Overstatement? I doubt it. Can you imagine the 1960s if Nixon had been president instead of Kennedy, or the 1980s if Reagan lost to Jimmy Carter? Rehashing the 2000 election is triggering for many, but few could deny how the aughts would be different if Al Gore had presided instead of George W. Bush.

Yet 2020 feels different, despite also being an election year at the start of a new decade. Perhaps it is recency bias, but today feels like some of the most polarized our politics have ever been. The respectability and civility that are so often demanded of those on the periphery of society have been absent in the White House, setting the tone for our political culture.

These times have simultaneously driven people towards and away from politics, with the latter believing it to be “too messy” and generally unpleasant. Those observations are valid, and the proof isn’t ever far out of sight on Twitter. More importantly, being a student is exhausting, and the cost of living in LA demands so much of our energy.

Meanwhile, by fate, dumb luck or divine will, I have drifted towards politics.

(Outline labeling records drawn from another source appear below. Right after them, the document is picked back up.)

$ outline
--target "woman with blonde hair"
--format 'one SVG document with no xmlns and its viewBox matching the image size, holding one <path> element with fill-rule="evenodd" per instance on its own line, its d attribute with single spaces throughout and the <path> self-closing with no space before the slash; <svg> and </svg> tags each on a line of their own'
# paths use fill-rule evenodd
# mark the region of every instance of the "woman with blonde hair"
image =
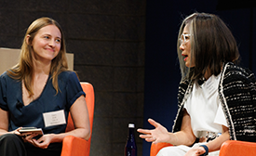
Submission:
<svg viewBox="0 0 256 156">
<path fill-rule="evenodd" d="M 60 24 L 40 18 L 28 28 L 20 61 L 0 77 L 0 155 L 61 155 L 66 136 L 90 136 L 86 94 L 68 70 Z M 75 129 L 65 133 L 71 112 Z M 41 128 L 44 135 L 21 133 Z"/>
<path fill-rule="evenodd" d="M 155 128 L 138 129 L 148 142 L 171 143 L 158 156 L 219 155 L 229 139 L 256 140 L 256 82 L 238 67 L 236 42 L 216 15 L 194 13 L 178 36 L 182 81 L 172 132 L 149 119 Z"/>
</svg>

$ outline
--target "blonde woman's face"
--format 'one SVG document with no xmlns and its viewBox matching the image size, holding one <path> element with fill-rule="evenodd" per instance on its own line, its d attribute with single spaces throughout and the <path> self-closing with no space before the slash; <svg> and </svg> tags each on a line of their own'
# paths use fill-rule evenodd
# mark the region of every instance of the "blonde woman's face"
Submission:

To be clear, I am an exception, in that I was imbued with some natural passion for it, along with an ego big enough to sustain my involvement in it, and the privilege (especially financial) to invest so much of my energy into it.

This is damning, for our country and society, because privilege ought not decide whether or not someone engages in our politics. Democracy is a doomed lie if the largest portion of the population is set up to fail like this, and never incentivized or empowered otherwise to participate.

Indeed, ours is a dire moment, but in it I also see potential and opportunity, to create a more just and considerate world. We should vote defiantly. Those with the privilege of time or experience, should assist and empower our family and neighbors to participate, so that we uplift the whole of our communities.

Voting is not everything, but it is a tangible and accessible first step towards the justice we deserve. For instance in this election, the possibility of war, deportations and healthcare rights are just a few real consequences that will be for us to determine. Local issues are even less publicized than these, and matter just as much to our immediate communities, where our everyday lives are affected.

Lastly, on the messiness of politics, understand that it is no accident. Your voice should be actively coveted in government, to ensure a healthy democracy, but it is not. Other voices, groups and classes are given priority over you. The ails of our society reflect as much.

But I’m excited by what we can get done together. A new decade is here, just as we prepare to enter our careers after college. I like our odds.